The no-argument constructor is a requirement (tools like Hibernate use reflection on this constructor to instantiate objects).
I got this hand-wavy answer but could somebody explain further? Thanks
The no-argument constructor is a requirement (tools like Hibernate use reflection on this constructor to instantiate objects).
I got this hand-wavy answer but could somebody explain further? Thanks
Hibernate uses proxies for lazy loading. If you do no define a constructor or make it private a few things may still work - the ones that do not depend on proxy mechanism. For example, loading the object (with no constructor) directly using query API.
But, if you use session.load method() you'll face InstantiationException from proxy generator lib due to non-availability of constructor.
This guy reported a similar situation:
http://kristian-domagala.blogspot.com/2008/10/proxy-instantiation-problem-from.html
Hibernate instantiates your objects. So it needs to be able to instantiate them. If there isn't a no-arg constructor, Hibernate won't know how to instantiate it, i.e. what argument to pass.
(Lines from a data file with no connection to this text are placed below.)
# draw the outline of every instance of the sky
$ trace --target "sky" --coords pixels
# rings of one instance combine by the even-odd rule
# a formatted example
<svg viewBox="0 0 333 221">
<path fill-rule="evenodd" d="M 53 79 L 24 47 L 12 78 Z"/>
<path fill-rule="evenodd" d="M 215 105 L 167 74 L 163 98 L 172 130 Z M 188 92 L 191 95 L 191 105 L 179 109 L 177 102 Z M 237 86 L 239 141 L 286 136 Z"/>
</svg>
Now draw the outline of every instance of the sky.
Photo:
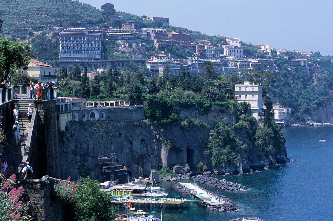
<svg viewBox="0 0 333 221">
<path fill-rule="evenodd" d="M 277 49 L 333 54 L 333 1 L 80 0 L 100 9 L 169 18 L 170 25 Z"/>
</svg>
The hibernate documentation says:
All persistent classes must have a default constructor (which can be non-public) so that Hibernate can instantiate them using
Constructor.newInstance()
. It is recommended that you have a default constructor with at least package visibility for runtime proxy generation in Hibernate.Actually, you can instantiate classes which have no 0-args constructor; you can get a list of a class' constructors, pick one and invoke it with bogus parameters.
While this is possible, and I guess it would work and wouldn't be problematic, you'll have to agree that is pretty weird.
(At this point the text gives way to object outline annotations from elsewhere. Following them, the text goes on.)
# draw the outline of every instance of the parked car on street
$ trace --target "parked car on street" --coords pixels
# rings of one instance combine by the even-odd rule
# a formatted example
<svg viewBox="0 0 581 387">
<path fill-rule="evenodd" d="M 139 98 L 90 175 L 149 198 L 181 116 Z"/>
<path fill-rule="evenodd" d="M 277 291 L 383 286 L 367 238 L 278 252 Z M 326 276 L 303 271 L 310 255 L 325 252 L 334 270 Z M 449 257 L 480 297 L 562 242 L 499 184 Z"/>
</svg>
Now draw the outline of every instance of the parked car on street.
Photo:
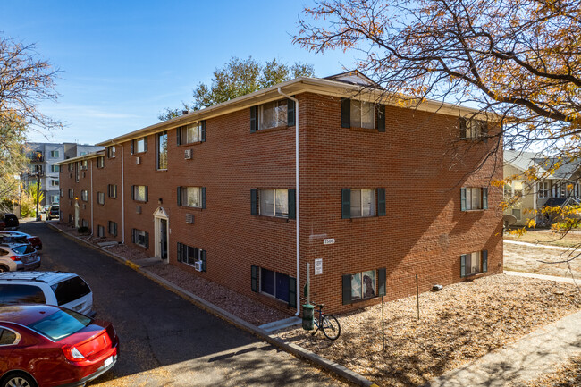
<svg viewBox="0 0 581 387">
<path fill-rule="evenodd" d="M 40 256 L 28 241 L 0 243 L 0 273 L 34 270 L 38 267 Z"/>
<path fill-rule="evenodd" d="M 8 240 L 10 238 L 19 241 L 28 240 L 34 248 L 42 250 L 42 241 L 38 237 L 21 231 L 0 231 L 0 241 Z"/>
<path fill-rule="evenodd" d="M 59 219 L 61 217 L 61 212 L 58 206 L 51 206 L 50 209 L 46 213 L 46 219 Z"/>
<path fill-rule="evenodd" d="M 96 315 L 91 288 L 73 273 L 0 273 L 0 304 L 29 303 L 55 305 L 91 318 Z"/>
<path fill-rule="evenodd" d="M 18 230 L 20 223 L 14 214 L 0 215 L 0 223 L 4 223 L 4 230 Z"/>
<path fill-rule="evenodd" d="M 113 324 L 50 305 L 0 306 L 0 386 L 80 386 L 119 356 Z"/>
</svg>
Constructing objects the way Hibernate does (I believe it invokes the 0-arg constructor and then it probably modifies the instance's fields directly via Reflection. Perhaps it knows how to call setters) goes a little bit against how is an object supposed to be constructed in Java- invoke the constructor with the appropriate parameters so that the new object is the object you want. I believe that instantiating an object and then mutating it is somewhat "anti-Java" (or I would say, anti pure theoretical Java)- and definitely, if you do this via direct field manipulation, it goes encapsulation and all that fancy encapsulation stuff.
I think that the proper way to do this would be to define in the Hibernate mapping how an object should be instantiated from the info in the database row using the proper constructor... but this would be more complex- meaning both Hibernate would be even more complex, the mapping would be more complex... and all to be more "pure"; and I don't think this would have an advantage over the current approach (other than feeling good about doing things "the proper way").
Having said that, and seeing that the Hibernate approach is not very "clean", the obligation to have a 0-arg constructor is not strictly necessary, but I can understand somewhat the requirement, although I believe they did it on purely "proper way" grounds, when they strayed from the "proper way" (albeit for reasonable reasons) much before that.